Tuesday, July 2, 2013

Taffeta - our little "Trisomy 18" chicken

Wouldn’t you know it - when I announced my Thirty One fundraiser in yesterday’s blogpost, I initially made a mistake in giving out the Thirty One link.  And of course I didn’t catch it until the post was automatically emailed out by Google. :( I did fix it in the post.  Here it is again:
Jump to our party page by clicking , click on "My Parties" on the left, and then clicking on "The Lilly Memorial Projects Thirty-One Fundraiser."

Taffeta photos by Tabby.

 I’ve mentioned before that one of our Silkie Bantam chicks is a runt.  Tabby named her Taffeta and  Hunter says she’s so small because she has Trisomy 18 like Lilly did. I greatly enjoy watching the chickens running around our backyard.  But suddenly the other day, I just felt like bursting into tears watching cute little Taffeta trying so hard to keep up with the “big” chicks.  She reminded me of Lilly!  (OK ... the logical part of my brain says “stop!” You are associating a chicken with your daughter because it is almost her birthday and she isn’t here to celebrate it with you and so that is why you’re thinking of her more than usual and wanting to cry at so many things.  Self - logic talk over - let’s just go with this.)
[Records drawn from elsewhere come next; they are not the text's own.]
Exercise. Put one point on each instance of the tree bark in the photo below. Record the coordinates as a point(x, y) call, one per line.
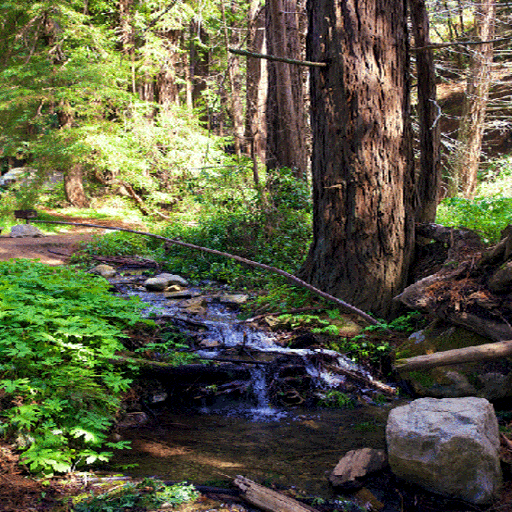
point(268, 500)
point(471, 128)
point(286, 127)
point(235, 83)
point(256, 90)
point(428, 176)
point(363, 220)
point(74, 187)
(above) Little Taffeta by a normal sized Delaware chicken.

Taffeta is not much more than half the size of the other chickens, who are all her age.  (Slow growth.  “Failure to thrive?”) She is such a spunky little thing though!  Such a fighter!  (Like our Lilly was a fighter - that how she got the name “Little Firecracker” within a few hours of her birth.)  She has her funny way of running around and tries to keep up with the other chickens.  But some of the other chickens are just plain mean.  They sit on her and pull her feathers out.  (Just like many people in the world don’t think special children are worth it.)  But in spite of the bad treatment, Taffeta seems to be a happy little chick and is very sweet to us.  (Just like Lilly didn’t worry about the world saying she was “incompatible with life” - she was happy and loving.)  Taffeta is very brave too - she even stood up to the rooster when we first brought him here.  And her small size came in handy as she was able to dodge all his pecks by running under him!  (If you’ve read even half of Lilly’s story on this blog - you know she was one brave little girl!  She even won over a number of doctors that initially didn’t have any hope in her.)

As I watched Taffeta, I thought - she just may be the chick that makes me cry when she dies.